Remember when we were all supposed to be paranoid about someone stealing our wallets and so we stopped carrying much cash? Well, now we're all supposed to be paranoid about someone stealing our card numbers. I don't know what to be paranoid about any more. LOL
Maybe I'll just start being paranoid about ISIS or ISIL or whatever it is they call themselves and the right wingers are worried about.
PuppyBismark
(595 posts)The woman at American Express was very helpful and understanding. I also asked if Amex was going to start issuing "Smart" credit cards and she said that was what I was going to get. I did not have to ask for one day delivery, she just told me I would get the card by UPS One Day delivery, but that I had to be home to accept it.
rpannier
(24,339 posts)mwooldri
(10,303 posts)RKP5637
(67,112 posts)retail point of entry readers are updated to read "Smart" credit cards one is no better off. Mine have both the chip and the magnetic stripe, but I have never encountered a "Smart" reader except at the bank's ATM, so in retail I still use the magnetic stripe. One bank officer told me never to use a debit card in retail situations, but rather always to use their credit card. ... then simply transfer funds to reduce the balance on the credit card. There is no interest charge for this.
mwooldri
(10,303 posts)Banks can and do reissue cards on a perceived threat. The ones I deal with are the most frustrating because they're not linked with a big data breach like a Target or a TJ Maxx or Home Depot. I can't even tell the customer why exactly we're doing the proactive replacement.
RobinA
(9,894 posts)I don't shop at Target or TJ Maxx. I have shopped at Home Depot in the past 6 months, but my latest credit card change came before that was announced.

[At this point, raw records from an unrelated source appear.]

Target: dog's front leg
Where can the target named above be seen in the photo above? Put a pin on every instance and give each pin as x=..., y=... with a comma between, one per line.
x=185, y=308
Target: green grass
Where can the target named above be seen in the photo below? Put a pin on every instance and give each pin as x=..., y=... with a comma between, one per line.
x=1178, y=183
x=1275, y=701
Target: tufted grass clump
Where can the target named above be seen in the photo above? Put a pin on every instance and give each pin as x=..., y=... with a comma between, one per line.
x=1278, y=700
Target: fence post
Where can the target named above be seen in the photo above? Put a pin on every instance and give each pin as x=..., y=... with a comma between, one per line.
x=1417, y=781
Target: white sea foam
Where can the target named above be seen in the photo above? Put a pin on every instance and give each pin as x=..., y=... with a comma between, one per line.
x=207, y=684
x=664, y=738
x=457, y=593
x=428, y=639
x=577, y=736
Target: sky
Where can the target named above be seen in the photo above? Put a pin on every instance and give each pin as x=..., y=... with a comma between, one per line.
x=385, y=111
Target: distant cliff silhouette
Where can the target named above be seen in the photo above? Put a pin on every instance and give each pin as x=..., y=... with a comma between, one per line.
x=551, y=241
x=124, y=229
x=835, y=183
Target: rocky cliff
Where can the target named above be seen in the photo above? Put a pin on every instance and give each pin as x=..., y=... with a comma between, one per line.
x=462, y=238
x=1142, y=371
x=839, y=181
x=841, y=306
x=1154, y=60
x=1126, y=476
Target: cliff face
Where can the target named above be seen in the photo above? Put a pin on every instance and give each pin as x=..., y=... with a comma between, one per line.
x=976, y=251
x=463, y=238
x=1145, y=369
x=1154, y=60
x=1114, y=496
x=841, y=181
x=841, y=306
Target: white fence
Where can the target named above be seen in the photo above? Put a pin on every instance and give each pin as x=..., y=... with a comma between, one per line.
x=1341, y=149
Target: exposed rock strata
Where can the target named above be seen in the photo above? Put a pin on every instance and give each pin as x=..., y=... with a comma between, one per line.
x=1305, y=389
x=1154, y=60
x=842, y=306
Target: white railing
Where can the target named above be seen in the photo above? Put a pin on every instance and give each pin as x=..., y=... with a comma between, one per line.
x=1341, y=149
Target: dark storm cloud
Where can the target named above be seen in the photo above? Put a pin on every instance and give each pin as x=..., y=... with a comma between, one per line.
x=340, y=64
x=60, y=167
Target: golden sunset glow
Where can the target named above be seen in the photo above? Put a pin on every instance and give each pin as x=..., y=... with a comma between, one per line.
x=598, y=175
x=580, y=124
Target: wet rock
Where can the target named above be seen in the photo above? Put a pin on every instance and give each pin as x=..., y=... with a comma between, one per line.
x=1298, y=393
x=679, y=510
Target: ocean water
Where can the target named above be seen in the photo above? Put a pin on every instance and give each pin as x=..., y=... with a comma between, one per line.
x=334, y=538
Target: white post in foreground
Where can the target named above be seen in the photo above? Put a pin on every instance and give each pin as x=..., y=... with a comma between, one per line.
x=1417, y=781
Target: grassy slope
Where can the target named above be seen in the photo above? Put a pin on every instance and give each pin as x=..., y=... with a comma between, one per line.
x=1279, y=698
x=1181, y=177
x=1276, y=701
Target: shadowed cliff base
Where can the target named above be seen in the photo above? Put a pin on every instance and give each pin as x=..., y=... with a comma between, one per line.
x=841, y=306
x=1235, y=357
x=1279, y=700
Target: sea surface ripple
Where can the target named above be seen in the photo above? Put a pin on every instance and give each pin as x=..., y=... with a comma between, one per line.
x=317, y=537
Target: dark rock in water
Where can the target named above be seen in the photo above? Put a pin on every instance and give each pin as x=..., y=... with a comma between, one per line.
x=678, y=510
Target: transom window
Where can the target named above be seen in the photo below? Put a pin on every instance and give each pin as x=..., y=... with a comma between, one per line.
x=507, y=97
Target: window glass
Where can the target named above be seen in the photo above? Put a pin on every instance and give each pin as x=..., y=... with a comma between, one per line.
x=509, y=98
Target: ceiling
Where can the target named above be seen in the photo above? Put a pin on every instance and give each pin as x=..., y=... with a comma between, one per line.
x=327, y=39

I was informed by letter awhile back that there was a breach at Adobe (like...HELLO), and I suspect at least one of my card changes came from that one, 'cause my father, also a recent Adobe customer, also had a card change around the same time. My father, age 80, freaks every time this happens because he thinks HE did something. I'm trying to convince him that he did nothing wrong and this is just life in these United States in 2014.
drynberg
(1,648 posts)As soon as I heard about it, I called my VISA card provider (Capitol One) and asked for another card ASAP. Upon calling, I removed my card from future use and called the two automatic withdrawl sites. It took a few minutes and the loss of worry...priceless.
Xithras
(16,191 posts)Seemed like a waste of postage to me. Just send me the card!
PuppyBismark
(595 posts)This is a very good security step and they should be thanked for doing it.